Wednesday, 16 December 2020
The first four graduates from the University’s highly innovative Doctor of Business Administration (DBA) programme will graduate this week. Two students from each of the Programme’s streams – Dunedin, which has both domestic and international students, and the Shanghai stream taught in China – are graduating.
In what is thought to be an Otago first, a “virtual graduation ceremony” will be held this Friday afternoon for DBA graduands currently based in China, and Vancouver. Meanwhile Christchurch-based graduand James Wilkes was due to graduate in person in Dunedin on Saturday before the ceremony was postponed.
Launched at Otago in 2016, the DBA is designed for business professionals who are looking for a challenge. Students all continue to work full-time and resolve critical problems for businesses and industries through the application of research and theory in a practical business environment.
Programme Director Dr Sarah Carr says the course was developed in 2015 and she has been heavily involved since its inception.
“I’ve been here since day one. I started off organising the programme, but fell into teaching it, and eventually managing it as well.”
She’s had 15–16 trips to China to teach the Programme, and normally visits China about four times a year, but with the current global pandemic she hasn’t been there at all this year.
Dr Carr says currently there are about 120 students undertaking the Otago DBA, with approximately 70 in China and 50 in New Zealand.
“We’re expecting people to do things at the doctoral level, but it isn’t a traditional PhD.
“The fact that the Chinese programme is taught in Chinese or in English with Chinese translations is a major departure for the University, and it’s been about a very personal approach.
“They’re all working full-time and it’s about working with them and being flexible to adapt, and as a university support the students to achieve their desired outcomes.”
“It’s very applied research. It’s saying here’s a problem, now let’s try and find a solution. It’s about introducing students to applied research methods that they can use to make a difference in the workplace.”
Dr Carr says that the next New Zealand DBA class begins at the start of January.
“The programme has been a major success for the Otago Business School, attracting a high calibre of students and maintaining exceptional success rates.”
The DBA is awarded on the basis of submission of a thesis and the completion of coursework consisting of six papers. The coursework is an integral and constitutive part of the thesis research of the degree.

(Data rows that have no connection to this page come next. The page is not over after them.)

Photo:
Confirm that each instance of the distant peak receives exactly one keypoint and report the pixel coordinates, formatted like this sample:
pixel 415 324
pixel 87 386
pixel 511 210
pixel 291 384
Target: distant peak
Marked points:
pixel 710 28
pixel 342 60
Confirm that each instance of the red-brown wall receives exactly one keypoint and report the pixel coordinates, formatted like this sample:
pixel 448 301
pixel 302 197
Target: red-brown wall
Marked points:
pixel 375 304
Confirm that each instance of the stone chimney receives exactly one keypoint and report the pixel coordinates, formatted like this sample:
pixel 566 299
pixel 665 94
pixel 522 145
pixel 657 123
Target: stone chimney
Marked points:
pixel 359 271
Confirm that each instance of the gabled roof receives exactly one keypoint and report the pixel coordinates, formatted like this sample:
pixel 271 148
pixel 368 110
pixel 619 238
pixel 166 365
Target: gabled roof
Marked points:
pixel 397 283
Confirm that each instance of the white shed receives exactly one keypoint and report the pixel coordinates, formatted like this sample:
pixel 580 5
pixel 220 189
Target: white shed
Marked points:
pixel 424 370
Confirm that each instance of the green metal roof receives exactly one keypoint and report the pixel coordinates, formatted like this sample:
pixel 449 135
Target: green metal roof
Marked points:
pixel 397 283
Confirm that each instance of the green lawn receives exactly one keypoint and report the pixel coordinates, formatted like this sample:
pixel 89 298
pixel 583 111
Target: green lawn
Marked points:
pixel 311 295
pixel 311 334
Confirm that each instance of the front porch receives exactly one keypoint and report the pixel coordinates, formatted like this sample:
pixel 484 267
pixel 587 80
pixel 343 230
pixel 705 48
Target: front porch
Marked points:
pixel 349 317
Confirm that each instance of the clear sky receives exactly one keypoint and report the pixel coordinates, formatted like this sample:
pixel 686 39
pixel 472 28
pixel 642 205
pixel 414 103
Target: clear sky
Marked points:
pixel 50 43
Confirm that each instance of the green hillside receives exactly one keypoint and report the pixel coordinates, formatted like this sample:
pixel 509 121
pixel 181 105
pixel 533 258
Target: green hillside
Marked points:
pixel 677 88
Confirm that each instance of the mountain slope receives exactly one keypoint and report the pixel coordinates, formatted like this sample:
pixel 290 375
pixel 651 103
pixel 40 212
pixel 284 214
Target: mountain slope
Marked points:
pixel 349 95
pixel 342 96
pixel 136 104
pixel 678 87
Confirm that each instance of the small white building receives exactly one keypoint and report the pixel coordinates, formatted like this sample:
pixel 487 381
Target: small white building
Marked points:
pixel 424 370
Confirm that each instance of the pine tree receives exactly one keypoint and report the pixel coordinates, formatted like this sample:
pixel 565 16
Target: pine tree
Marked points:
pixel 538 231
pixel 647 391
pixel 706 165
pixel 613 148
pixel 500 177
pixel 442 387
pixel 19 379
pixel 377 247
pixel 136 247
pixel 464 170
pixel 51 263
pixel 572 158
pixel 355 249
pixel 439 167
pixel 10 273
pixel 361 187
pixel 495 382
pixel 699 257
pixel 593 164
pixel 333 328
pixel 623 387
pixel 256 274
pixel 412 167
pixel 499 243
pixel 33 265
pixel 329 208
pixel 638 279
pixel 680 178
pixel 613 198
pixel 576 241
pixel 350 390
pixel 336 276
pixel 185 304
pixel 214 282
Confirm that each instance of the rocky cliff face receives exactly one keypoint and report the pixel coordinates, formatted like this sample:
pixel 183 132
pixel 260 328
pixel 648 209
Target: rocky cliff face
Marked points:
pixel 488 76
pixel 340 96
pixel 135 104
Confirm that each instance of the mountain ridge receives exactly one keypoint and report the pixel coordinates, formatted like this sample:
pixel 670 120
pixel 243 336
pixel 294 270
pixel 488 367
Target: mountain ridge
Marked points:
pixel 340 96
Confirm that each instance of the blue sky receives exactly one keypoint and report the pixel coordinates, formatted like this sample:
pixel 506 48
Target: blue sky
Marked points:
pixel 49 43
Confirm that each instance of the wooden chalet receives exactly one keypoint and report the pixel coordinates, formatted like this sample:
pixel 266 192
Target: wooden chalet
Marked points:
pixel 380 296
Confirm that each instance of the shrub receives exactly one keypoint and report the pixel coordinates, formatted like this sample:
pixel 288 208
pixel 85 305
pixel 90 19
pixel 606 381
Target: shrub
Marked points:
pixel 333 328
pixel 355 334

It may be completed within three years of full-time study or six years of part-time study.
The programme is offered through a combination of distance learning and on-campus workshops in English from the University of Otago, Dunedin campus, and in English with Chinese translation from Shanghai Jiao Tong University, China. Candidates studying through Shanghai Jiao Tong University must attend a one-week orientation workshop in Dunedin at the beginning of their first academic year. All candidates must attend a four-day residential school, at an approved location, at the end of specified papers in the coursework component, Dr Carr says.